Le stock du constructeur de maisons a connu une période difficile. S’il s’agissait d’une maison neuve, l’acheteur aurait droit à une indemnisation. Il n’y a aucune compensation lorsque les cours des actions chutent, et il ne devrait pas y en avoir. Les récompenses pour les investisseurs sont déjà généreuses, à condition qu’ils soient prêts à supporter les hauts et les bas du cycle.
Malheureusement, Taylor Wimpey a connu plus d’inconvénients que de hauts. Les actions ont chuté de 28 % l’année dernière. Au prix actuel d’environ 104,65 pence, ils représentent environ la moitié de ce qu’ils étaient il y a dix ans. C’est une performance choquante.
Actions de valeur en difficulté
Il existe cependant une juteuse consolation. Le groupe a versé de nombreux dividendes. Les détenteurs à long terme qui ont réinvesti ces paiements pourraient encore être en avance, ou du moins voir leurs pertes atténuées. C’est ainsi que fonctionne l’investissement axé sur la valeur, en théorie. Les investisseurs deviennent baissiers, les cours des actions chutent bien en dessous de leur vraie valeur, les rendements augmentent et ceux qui sont prêts à attendre finissent par récolter leurs fruits. J’espère maintenant que la théorie sera mise en pratique.
Taylor Wimpey a réitéré ses prévisions pour 2025 dans la mise à jour du mois dernier (1er octobre), qualifiant les échanges du troisième trimestre de « solides ». Il s’attend à ce qu’entre 10 400 et 10 800 emplois soient réalisés au Royaume-Uni cette année et vise un bénéfice d’exploitation de 424 millions de livres sterling, en légère hausse par rapport aux 416,2 millions de livres sterling de l’année dernière. Ceci malgré des frais uniques de 20 millions de livres sterling liés à des défauts passés. La valeur totale du carnet de commandes est restée stable à 2,12 milliards £.
Ce n’est pas un progrès passionnant, mais cela montre un certain degré de résilience dans les moments difficiles.
Roi ultime des dividendes
Les investisseurs restent méfiants à l’égard des constructeurs d’habitations, et à juste titre. L’économie britannique est au ralenti et la Banque d’Angleterre est trop prudente face à l’inflation pour réduire encore davantage les taux d’intérêt. Des coûts d’emprunt plus élevés signifient des prêts hypothécaires plus chers et une demande de logements plus faible.

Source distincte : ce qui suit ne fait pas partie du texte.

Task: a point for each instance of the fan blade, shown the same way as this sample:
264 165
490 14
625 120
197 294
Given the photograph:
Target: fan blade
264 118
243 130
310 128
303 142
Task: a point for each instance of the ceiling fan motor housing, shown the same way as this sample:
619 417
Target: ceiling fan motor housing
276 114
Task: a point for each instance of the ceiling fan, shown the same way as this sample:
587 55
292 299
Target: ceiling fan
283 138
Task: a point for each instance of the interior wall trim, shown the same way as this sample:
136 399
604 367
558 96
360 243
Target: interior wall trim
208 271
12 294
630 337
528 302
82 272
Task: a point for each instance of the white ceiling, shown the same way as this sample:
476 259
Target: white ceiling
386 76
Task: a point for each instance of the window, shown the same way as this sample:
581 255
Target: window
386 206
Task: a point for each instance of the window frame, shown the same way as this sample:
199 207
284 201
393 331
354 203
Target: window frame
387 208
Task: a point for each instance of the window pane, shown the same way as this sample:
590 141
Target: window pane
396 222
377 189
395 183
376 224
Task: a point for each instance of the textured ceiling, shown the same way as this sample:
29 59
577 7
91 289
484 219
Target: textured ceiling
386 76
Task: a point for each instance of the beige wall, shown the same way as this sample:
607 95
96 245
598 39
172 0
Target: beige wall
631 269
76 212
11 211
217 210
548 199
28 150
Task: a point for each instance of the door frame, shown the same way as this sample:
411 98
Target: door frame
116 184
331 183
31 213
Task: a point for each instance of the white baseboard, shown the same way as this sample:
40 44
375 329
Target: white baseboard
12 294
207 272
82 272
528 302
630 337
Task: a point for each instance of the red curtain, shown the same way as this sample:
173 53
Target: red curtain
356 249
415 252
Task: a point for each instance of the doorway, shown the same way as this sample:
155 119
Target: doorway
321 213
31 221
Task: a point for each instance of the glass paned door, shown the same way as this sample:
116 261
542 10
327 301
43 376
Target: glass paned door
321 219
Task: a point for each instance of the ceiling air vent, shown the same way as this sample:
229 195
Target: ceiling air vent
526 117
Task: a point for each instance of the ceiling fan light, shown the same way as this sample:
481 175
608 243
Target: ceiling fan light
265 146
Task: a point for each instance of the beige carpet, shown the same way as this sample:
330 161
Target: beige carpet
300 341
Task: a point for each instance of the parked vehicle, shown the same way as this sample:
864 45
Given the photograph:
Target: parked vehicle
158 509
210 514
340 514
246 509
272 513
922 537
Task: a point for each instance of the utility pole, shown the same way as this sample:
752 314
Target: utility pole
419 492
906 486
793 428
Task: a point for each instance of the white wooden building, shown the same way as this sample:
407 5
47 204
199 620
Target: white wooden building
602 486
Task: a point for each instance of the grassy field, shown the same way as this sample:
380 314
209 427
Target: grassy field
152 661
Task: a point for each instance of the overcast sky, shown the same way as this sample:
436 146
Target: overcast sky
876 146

À un moment donné, cela changera, mais cela pourrait prendre du temps. Je me contente d’attendre. Le rendement en dividendes de Taylor Wimpey atteint le chiffre stupéfiant de 9 %, et en réinvestissant ces paiements, j’achète plus d’actions à bas prix. C’est le côté positif de la baisse du cours des actions.
Potentiel d’achat à bonnes affaires
Je le fais certainement. Avec un ratio cours/bénéfice modeste d’environ 12,5 et cette performance extraordinaire, Taylor Wimpey semble tentante pour ceux qui sont prêts à penser à long terme, comme devraient le faire tous les investisseurs.
J’ai acheté des actions cinq fois depuis mi-2023, la dernière fois le 5 septembre. Elles font désormais partie du FTSE 250, mais cela ne me dérange pas. J’achète pour le revenu et le potentiel de récupération, pas pour la gloire à court terme. Un jour, je pense que la croissance du capital viendra aussi, et ces dividendes semestriels me rendront plus qu’heureux même si le conseil d’administration réduit légèrement le dividende. Pour l’instant, je vais continuer à bâtir mon pari brique par brique. Si nous avons un krach boursier et qu’il s’effondre à nouveau, je saisirai l’occasion et en achèterai davantage.